Si vous appréciez les histoires de superhéros, mais trouvez qu’elles sont généralement un peu trop manichéennes et manquent de maturité, vous serez conquis par Vanish, une sombre série signée par le duo Donny Cates et Ryan Stegman.
En raison de ses dons, les parents d’Oliver Harrison l’ont emmené dans une dimension parallèle lorsqu’il n’avait que trois ans, où il a débuté sa formation à l’école de magie d’Everkeep. Ses professeurs l’appelaient « l’élu » et étaient persuadés qu’il vaincrait un jour le mal sous toutes ses formes. Des années plus tard, le Baron Vanish a attaqué et détruit la cité magique, tuant plus de 3000 mages et démonistes, ainsi que les parents d’Oliver. La prophétie s’est alors réalisée, et l’adolescent de 14 ans a sauvé le monde en utilisant non pas une incantation, mais un vulgaire pistolet pour abattre le sorcier maléfique d’une balle entre les deux yeux.

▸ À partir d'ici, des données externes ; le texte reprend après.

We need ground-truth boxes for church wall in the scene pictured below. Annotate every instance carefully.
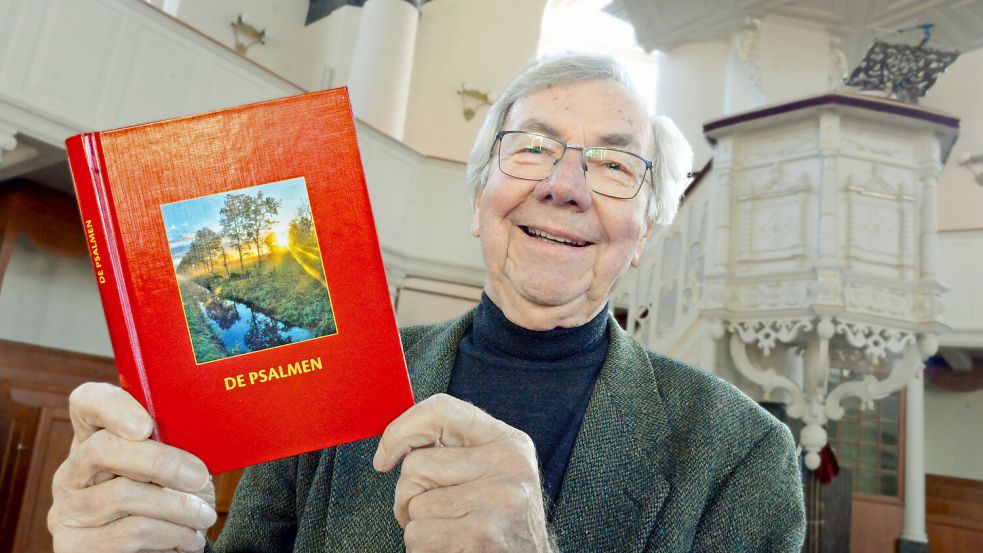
[0,237,112,356]
[171,0,350,91]
[401,0,549,162]
[655,41,728,170]
[922,47,983,232]
[924,387,983,480]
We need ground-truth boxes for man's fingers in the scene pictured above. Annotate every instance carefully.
[53,516,205,553]
[58,477,216,530]
[68,429,209,493]
[392,445,488,528]
[403,517,470,553]
[391,440,540,528]
[69,382,154,446]
[374,394,517,472]
[405,478,539,525]
[405,480,483,524]
[404,515,504,553]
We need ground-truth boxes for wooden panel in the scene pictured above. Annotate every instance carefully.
[0,339,115,552]
[926,474,983,552]
[849,495,904,553]
[0,339,118,389]
[0,397,39,553]
[0,221,16,291]
[0,339,245,549]
[11,406,71,553]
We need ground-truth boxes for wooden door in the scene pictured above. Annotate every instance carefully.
[11,406,71,553]
[0,398,39,553]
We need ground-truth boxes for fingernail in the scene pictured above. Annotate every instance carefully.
[198,500,217,527]
[372,443,386,471]
[179,465,208,491]
[124,417,151,439]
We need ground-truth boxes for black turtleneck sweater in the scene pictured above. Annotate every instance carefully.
[446,294,610,514]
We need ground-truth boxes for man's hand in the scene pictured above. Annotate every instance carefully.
[373,394,554,552]
[48,382,217,553]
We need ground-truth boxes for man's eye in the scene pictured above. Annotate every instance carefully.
[604,161,630,175]
[525,146,544,154]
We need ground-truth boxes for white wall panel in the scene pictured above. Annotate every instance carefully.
[115,23,200,126]
[0,0,42,93]
[23,0,127,127]
[938,230,983,345]
[203,63,282,113]
[0,0,301,145]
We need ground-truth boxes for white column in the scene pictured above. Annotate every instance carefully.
[346,0,418,140]
[901,368,928,544]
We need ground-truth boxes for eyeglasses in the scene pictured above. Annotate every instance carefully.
[494,130,653,199]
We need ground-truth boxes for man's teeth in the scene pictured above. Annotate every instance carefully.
[523,226,587,247]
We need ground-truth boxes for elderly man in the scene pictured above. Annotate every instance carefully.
[48,54,806,552]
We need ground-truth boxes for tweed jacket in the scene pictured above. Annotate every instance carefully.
[207,309,806,552]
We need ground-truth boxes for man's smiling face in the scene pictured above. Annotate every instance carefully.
[471,78,655,330]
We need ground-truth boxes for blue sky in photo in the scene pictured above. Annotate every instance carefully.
[160,176,311,266]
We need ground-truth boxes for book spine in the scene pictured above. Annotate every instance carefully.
[66,134,158,437]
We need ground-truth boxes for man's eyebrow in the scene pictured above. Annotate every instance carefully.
[597,132,639,150]
[514,119,641,151]
[515,119,562,138]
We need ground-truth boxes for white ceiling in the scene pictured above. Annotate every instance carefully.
[607,0,983,60]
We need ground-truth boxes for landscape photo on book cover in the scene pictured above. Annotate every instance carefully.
[161,176,337,364]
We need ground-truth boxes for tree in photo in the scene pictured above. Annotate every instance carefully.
[198,227,230,277]
[244,192,282,271]
[264,233,279,274]
[288,202,316,249]
[177,236,206,275]
[220,193,253,272]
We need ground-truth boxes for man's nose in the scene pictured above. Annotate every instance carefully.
[531,149,592,211]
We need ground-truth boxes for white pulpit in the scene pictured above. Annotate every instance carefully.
[622,91,959,547]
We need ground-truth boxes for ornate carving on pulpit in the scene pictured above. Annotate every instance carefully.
[694,93,957,470]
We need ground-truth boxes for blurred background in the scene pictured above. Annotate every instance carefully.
[0,1,981,551]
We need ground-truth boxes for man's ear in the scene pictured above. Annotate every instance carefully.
[630,220,655,268]
[470,190,482,237]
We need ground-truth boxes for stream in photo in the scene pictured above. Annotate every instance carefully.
[189,281,314,355]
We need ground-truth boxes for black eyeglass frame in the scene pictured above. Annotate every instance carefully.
[493,130,655,200]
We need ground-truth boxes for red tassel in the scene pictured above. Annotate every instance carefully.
[816,444,840,484]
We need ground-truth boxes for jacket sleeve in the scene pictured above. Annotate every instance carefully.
[688,424,807,552]
[203,455,301,553]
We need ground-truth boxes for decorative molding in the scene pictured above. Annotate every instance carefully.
[726,314,933,469]
[736,18,763,96]
[827,36,848,90]
[734,280,814,310]
[834,318,917,361]
[824,336,932,420]
[610,0,983,59]
[729,318,813,355]
[843,282,913,319]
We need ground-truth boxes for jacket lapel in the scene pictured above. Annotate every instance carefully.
[552,317,671,552]
[322,312,474,553]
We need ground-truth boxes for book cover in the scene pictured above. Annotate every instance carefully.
[65,88,414,474]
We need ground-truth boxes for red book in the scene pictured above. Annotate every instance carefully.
[66,88,414,474]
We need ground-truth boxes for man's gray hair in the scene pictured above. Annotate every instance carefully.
[464,53,693,225]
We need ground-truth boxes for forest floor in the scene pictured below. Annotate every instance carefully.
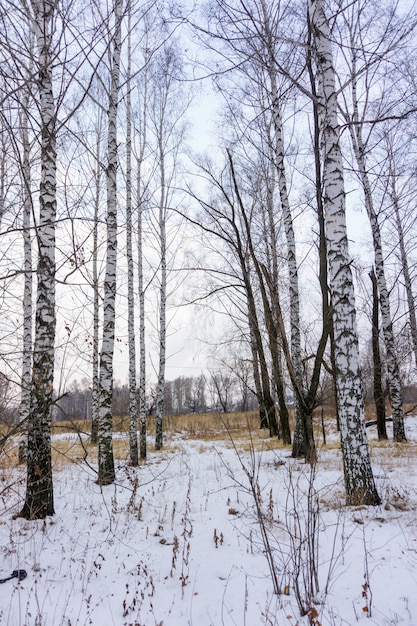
[0,411,416,626]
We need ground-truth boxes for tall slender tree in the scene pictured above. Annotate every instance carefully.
[147,42,189,451]
[132,29,153,461]
[309,0,380,505]
[20,0,58,518]
[97,0,124,485]
[369,268,388,440]
[90,121,104,445]
[18,84,34,464]
[138,165,147,459]
[338,2,407,441]
[386,138,417,371]
[125,2,138,466]
[155,142,167,451]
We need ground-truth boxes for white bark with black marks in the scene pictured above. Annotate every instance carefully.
[309,0,380,505]
[135,55,149,460]
[98,0,123,485]
[21,0,57,519]
[138,193,147,459]
[126,5,138,466]
[155,154,166,451]
[91,127,103,445]
[391,174,417,371]
[259,0,306,453]
[19,94,33,464]
[346,47,406,442]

Deux décennies plus tard, de retour dans notre monde, Oliver mène désormais une vie « normale ». Il se demande souvent s’il n’a pas rêvé les événements d’Everkeep, et consomme frénétiquement toutes les drogues lui tombant sous la main afin de mieux supporter la réalité. Après avoir été attaqué dans une ruelle par un bandit, il est sauvé de justesse par un justicier se faisant appeler Battle Rocket. Il découvre alors que six des anciens disciples de Vanish utilisent leur magie pour se faire passer pour des superhéros. Oliver ne reculera devant rien pour assouvir sa vengeance, quitte à être considéré comme le vilain de l’histoire.

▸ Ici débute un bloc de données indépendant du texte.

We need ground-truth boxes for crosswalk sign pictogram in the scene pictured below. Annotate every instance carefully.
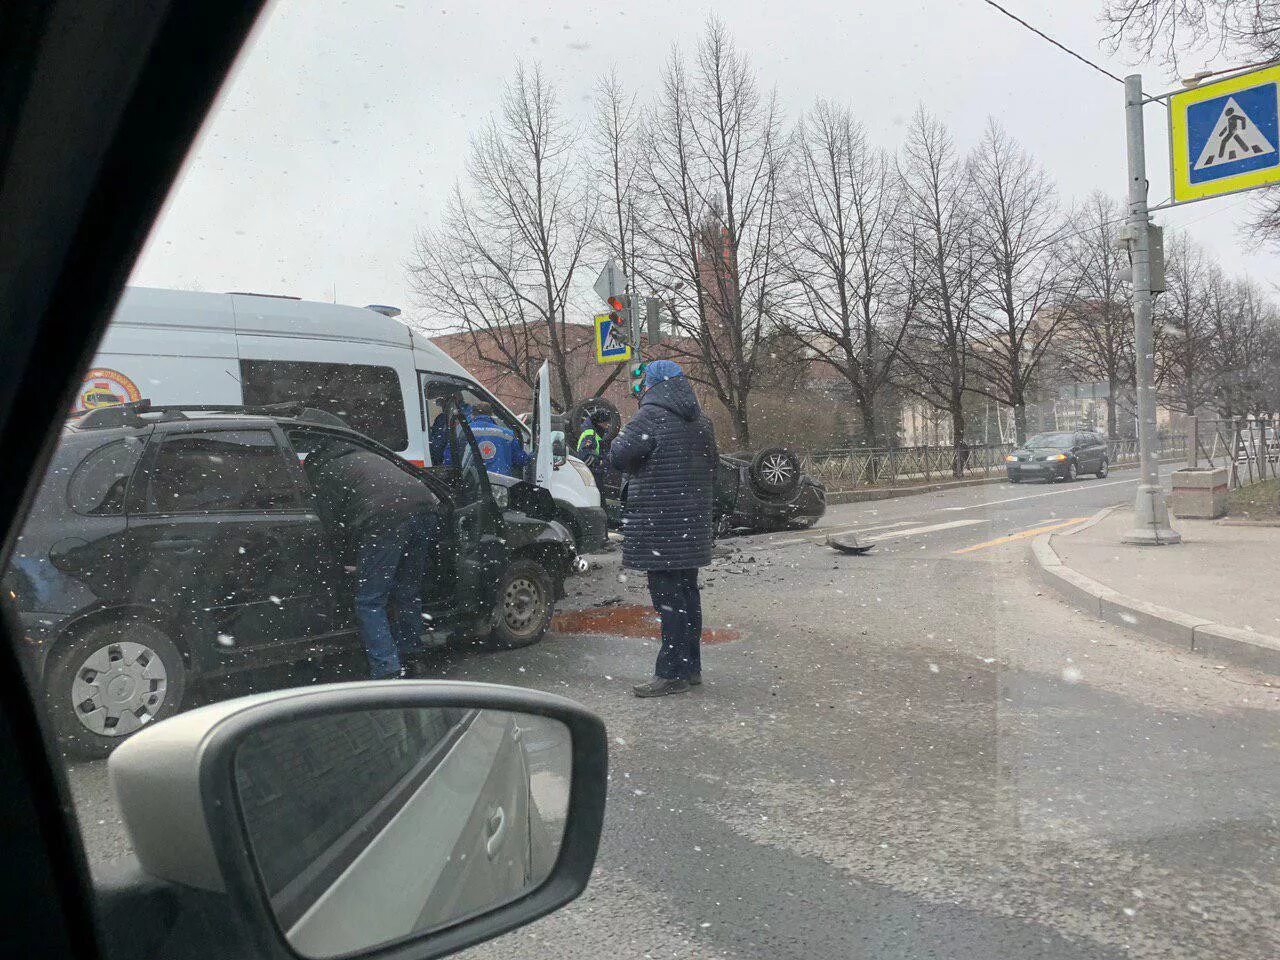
[1170,64,1280,202]
[594,313,631,364]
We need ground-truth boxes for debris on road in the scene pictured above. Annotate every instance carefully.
[827,530,875,554]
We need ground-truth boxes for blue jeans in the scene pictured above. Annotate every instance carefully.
[647,569,702,680]
[355,512,435,678]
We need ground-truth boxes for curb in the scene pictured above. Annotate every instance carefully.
[1028,507,1280,675]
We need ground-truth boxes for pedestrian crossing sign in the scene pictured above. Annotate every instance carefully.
[1170,64,1280,202]
[594,313,631,364]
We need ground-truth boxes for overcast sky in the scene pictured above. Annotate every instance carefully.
[131,0,1279,319]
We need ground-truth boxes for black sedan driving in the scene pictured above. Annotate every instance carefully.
[1004,430,1110,483]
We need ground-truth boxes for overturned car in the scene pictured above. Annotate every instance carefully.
[714,446,826,535]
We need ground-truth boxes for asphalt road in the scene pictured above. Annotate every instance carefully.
[66,466,1280,960]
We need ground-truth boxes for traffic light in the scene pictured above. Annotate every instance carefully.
[630,361,647,396]
[607,295,625,329]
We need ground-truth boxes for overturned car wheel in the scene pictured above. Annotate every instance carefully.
[566,397,622,448]
[750,447,801,497]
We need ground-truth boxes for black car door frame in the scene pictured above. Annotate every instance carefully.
[432,395,510,626]
[125,422,342,673]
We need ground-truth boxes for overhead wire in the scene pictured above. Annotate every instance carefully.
[977,0,1125,85]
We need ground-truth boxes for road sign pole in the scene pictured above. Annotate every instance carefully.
[1124,73,1181,545]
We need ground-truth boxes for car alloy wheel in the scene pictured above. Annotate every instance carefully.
[70,640,169,737]
[759,453,794,487]
[750,446,802,496]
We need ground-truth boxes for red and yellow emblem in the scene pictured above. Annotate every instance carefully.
[76,368,142,411]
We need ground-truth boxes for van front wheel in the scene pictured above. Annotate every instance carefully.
[488,559,554,650]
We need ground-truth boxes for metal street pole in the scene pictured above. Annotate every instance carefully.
[627,275,642,373]
[1123,73,1180,545]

Le scénariste Donny Cates et l’illustrateur Ryan Stegman ont collaboré à maintes reprises par le passé, et leur travail sur des séries acclamées comme Venom, Absolute Carnage ou King in Black leur a valu la reconnaissance de la majorité des amateurs de comics. Avec Vanish, une série publiée originalement chez Image avant d’être traduite en français, tout porte à croire que le duo a voulu s’affranchir des contraintes éditoriales de Marvel en créant un récit contenant des jurons, des sous-entendus à connotation sexuelle, une consommation débridée d’alcool et de drogues dures, une violence très graphique et un héros dénué de morale, qui tue sans remords et se nourrit de l’énergie de ses ennemis.

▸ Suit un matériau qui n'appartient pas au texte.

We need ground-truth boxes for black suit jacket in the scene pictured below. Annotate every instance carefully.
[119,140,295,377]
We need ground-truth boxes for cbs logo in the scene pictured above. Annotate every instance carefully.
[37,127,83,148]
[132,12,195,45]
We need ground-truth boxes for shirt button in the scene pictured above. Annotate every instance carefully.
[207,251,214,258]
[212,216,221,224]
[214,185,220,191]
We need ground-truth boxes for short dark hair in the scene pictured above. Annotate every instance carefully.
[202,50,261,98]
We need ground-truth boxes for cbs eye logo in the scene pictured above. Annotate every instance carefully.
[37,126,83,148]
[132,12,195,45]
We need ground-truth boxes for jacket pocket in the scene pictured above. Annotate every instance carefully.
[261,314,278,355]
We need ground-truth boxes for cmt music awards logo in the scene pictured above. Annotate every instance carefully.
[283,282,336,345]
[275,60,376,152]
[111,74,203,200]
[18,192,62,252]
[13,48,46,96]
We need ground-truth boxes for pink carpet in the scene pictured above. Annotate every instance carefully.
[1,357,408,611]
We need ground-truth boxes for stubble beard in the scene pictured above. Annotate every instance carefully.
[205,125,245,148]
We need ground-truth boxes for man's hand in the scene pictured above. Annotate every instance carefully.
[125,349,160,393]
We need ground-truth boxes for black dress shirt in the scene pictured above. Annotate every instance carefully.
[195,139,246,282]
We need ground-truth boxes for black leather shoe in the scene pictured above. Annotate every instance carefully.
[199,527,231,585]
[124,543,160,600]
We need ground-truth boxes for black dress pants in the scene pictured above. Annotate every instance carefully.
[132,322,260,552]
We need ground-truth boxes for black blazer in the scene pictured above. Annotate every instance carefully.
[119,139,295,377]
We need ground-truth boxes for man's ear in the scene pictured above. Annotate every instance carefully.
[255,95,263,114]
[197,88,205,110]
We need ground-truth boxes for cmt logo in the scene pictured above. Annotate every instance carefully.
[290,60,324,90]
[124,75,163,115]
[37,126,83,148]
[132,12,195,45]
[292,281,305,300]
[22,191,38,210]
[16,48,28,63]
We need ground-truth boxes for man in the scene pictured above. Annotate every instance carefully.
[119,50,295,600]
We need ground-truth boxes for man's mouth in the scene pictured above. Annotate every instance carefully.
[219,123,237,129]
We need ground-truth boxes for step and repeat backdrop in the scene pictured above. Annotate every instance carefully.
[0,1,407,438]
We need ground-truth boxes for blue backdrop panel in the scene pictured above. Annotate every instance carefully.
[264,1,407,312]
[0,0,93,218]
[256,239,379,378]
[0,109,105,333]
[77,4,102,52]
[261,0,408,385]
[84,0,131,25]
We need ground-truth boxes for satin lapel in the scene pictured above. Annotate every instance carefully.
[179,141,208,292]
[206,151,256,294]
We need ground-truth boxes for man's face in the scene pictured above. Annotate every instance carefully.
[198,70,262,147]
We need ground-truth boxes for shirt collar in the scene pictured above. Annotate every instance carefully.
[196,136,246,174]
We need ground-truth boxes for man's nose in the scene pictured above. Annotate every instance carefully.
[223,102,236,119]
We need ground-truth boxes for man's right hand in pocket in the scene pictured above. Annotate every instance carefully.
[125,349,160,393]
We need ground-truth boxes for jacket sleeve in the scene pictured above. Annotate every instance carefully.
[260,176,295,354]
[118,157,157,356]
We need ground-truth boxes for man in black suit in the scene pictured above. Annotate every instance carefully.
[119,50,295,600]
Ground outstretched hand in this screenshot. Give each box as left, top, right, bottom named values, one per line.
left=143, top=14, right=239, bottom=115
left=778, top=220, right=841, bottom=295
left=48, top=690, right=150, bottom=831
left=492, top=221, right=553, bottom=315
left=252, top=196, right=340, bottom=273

Mélangeant deux genres qui sont habituellement distincts, soit la magie et les superhéros, Vanish propose un univers unique, et original. Au-delà de l’action, l’intrigue explore les traumatismes auxquels font face les enfants soldats qui se voient accorder d’immenses pouvoirs avant d’être enrôlés dans une guerre que se livrent les adultes. De son propre aveu, Donny Cates a déjà été aux prises avec des problèmes de santé mentale, et il utilise sa propre expérience pour dépeindre les tourments psychologiques de son héros de manière crédible. La conclusion semble par contre un peu précipitée, et la série aurait facilement pu prendre quelques numéros supplémentaires pour mieux étoffer son histoire.
Ryan Stegman puise dans l’esthétique typique des récits de superhéros pour Vanish et dépeint des combats épiques et de la destruction à grande échelle, mais il insère aussi une touche de magie dans ses planches, avec ses dragons côtoyant les gratte-ciels futuristes de la cité d’Everkeep, de longs faisceaux lumineux émanant des yeux des personnages, ou les huit pattes d’araignées sortant du dos du Baron Vanish. Il ne se gêne pas pour illustrer la violence de manière très graphique : cervelle qui explose, tripes exposées à l’air libre, crâne enfoncé à coup de botte, ou piles de cadavres. Les illustrations sont riches et somptueuses, et valent à elles seules le détour. Chacun des deux tomes contient quatre numéros, et se termine avec galerie de couvertures alternatives.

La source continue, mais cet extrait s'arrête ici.